For all four years during high school, I participated in marching band. With nearly the same competition season as football, from mid to late September through Thanksgiving, we began practicing nearly two weeks before school officially started.
Band camp consisted of “9 to 9’s” nearly every day. We rehearsed from 9 am to 9 pm, with two breaks from 12 to 2 pm and 4 to 6 pm. We always spent the afternoon session indoors to learn the music for our field show, and we always walked down to the football field for the evening session to go through the show’s formations. We split the morning sessions between the football field and the band room — it just depended on the outdoor temperature and whether our band director was worried about heatstroke!
I basically collapsed into bed shortly after arriving home each night, completely exhausted after the full day of rehearsals, and I slept in as late as I could before heading back to campus the next day. Since each year’s show was nearly 15 minutes long, that was a lot of music and formations to learn — and my brain needed to sleep as a break, too!
Before driving back to campus each morning, I usually poured myself a bowl of cereal for breakfast. Although it took very little effort to make, I couldn’t exactly eat it in the car for fear of spilling… So I knew I’d have to set my alarm a little bit earlier to have enough time to eat.

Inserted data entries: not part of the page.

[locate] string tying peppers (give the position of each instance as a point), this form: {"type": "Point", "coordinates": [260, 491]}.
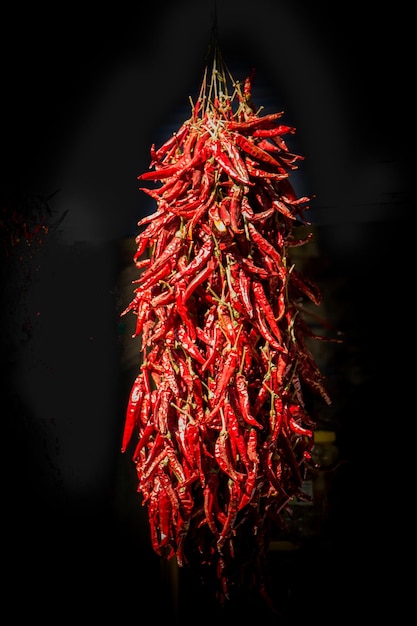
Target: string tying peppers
{"type": "Point", "coordinates": [216, 416]}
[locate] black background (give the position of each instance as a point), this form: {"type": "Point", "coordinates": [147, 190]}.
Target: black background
{"type": "Point", "coordinates": [84, 96]}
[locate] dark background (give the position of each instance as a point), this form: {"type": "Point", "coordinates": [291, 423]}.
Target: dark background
{"type": "Point", "coordinates": [84, 96]}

But these Ultimate Healthy Blueberry Oatmeal Muffins would’ve been a much better option! They’re totally portable and perfect for quick grab-and-go breakfasts and snacks (unlike bowls of cereal!), and they’re really moist and tender, just like true bakery-style muffins. Yet these contain no refined flour or sugar, and they’re also simple to make!
I definitely would’ve loved to eat one or two of these for breakfast back then… Yummy muffins + extra sleep = bliss!

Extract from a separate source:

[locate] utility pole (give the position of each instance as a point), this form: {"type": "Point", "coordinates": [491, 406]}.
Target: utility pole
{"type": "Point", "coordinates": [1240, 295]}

HOW TO MAKE BLUEBERRY OATMEAL MUFFINS
Let’s go over how to make these ultimate healthy blueberry oatmeal muffins!
You’ll start with instant oats (this kind — or this for gluten-free!). Instant oats are also called “quick cooking” or “one minute” oats. They’re smaller and thinner than traditional old-fashioned rolled oats. That means they soften faster, which gives your ultimate healthy blueberry oatmeal muffins the best moist and tender texture!
Hint: You can usually find instant oats in containers right next to the old-fashioned rolled oats at the grocery store!
You’ll mix your instant oats with some Greek yogurt, milk, and vanilla extract next. This trick makes a huge difference in these ultimate healthy blueberry oatmeal muffins’ texture… And their appearance! Soaking the oats gives these muffins a really moist and tender texture, and it also helps them rise taller. Don’t skip this step!
Just remember, it’s extremely important to measure your oats (and flour!) correctly, using this method or a kitchen scale. (← That’s the one I own and love!) Too much of either ingredient will dry out your muffins and make them crumbly, instead of moist and tender. This is especially true of the oats because they act like little sponges and soak up as much moisture from the batter as they can!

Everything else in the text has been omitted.